The first couple of days were very hard, as I had a retreat day - where I was doing a vegan BBQ! - and I had very little spare time to prepare food for myself. After that things got a little easier, I opened my kidney beans, and couldn't believe I have been wasting the juice in the can my whole life! It made a huge difference to the rice, which I was usually frying. As well as that, I was making flatbreads for breakfast and had opened my tofu. The middle few days weren't too bad at all, though I was very tired, which I couldn't figure out whether that was due to the restricted intake of food, or because the week unfortunately coincided with my period. Either way, I was finding that I had to go to bed much earlier than usual, and was napping during the day, which I rarely do usually. The last couple of days became more challenging again, as I had run out of the kidney beans (I think that the juice was my favourite part!) and had no tofu left. I only had rice, lentils, chickpeas, and my portion of vegetable; I chose edamame beans. However, the fundraising aspect of the challenge really helped me to stay motivated, as so many people were so generous for the cause.

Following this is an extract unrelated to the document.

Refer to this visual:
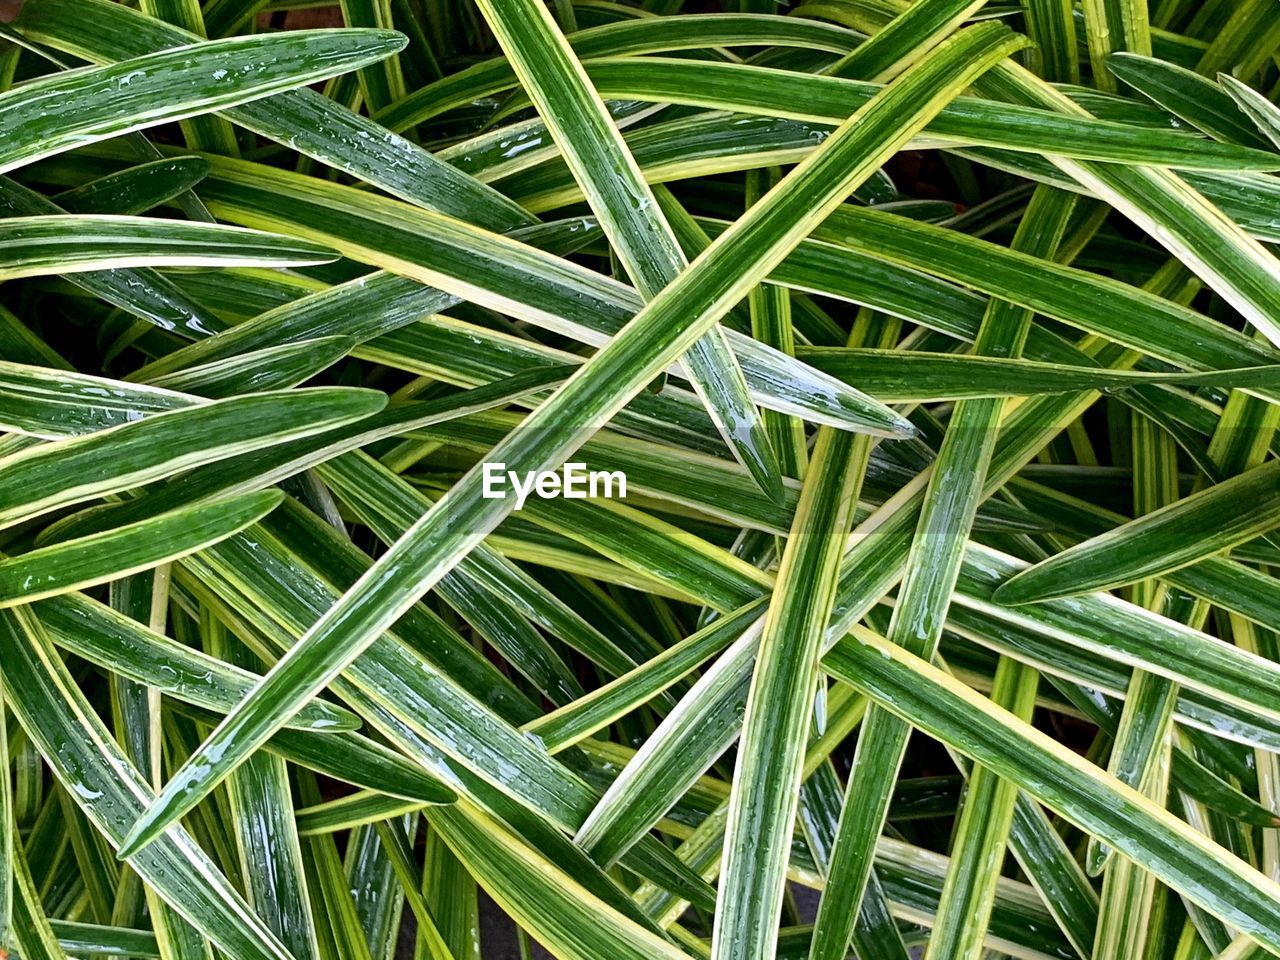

Aside from the physical challenge of the week, the toughest aspect of the limited diet was the lack of choice, and inability to eat whatever I wanted, whenever I wanted to. I already had an inkling that I frequently choose to feed my emotions rather than feel them, but I have rarely been in a situation where I have been forced to sit with those emotions instead of eating, despite my awareness of that recurring behaviour. The hardest feeling to sit with was longing. It's a familiar feeling for me recently, and it is a very good one to hide with food; the feeling of longing for something quite abstract can so easily be suppressed with a delicious treat like chocolate! It was difficult to sit with that feeling, without the distraction of food to avoid inviting it in, but it was good to notice that, just like anything else, that feeling wasn't permanent - and even if it wasn't fed, it still passed. I also noticed how often I "treat myself" with food - like on a busy day, how often I thought "Oh I'm so busy today, poor me - I deserve something nice to eat", before realising that wasn't an option. So I had to reframe that in my mind to instead of going for food, just be with that.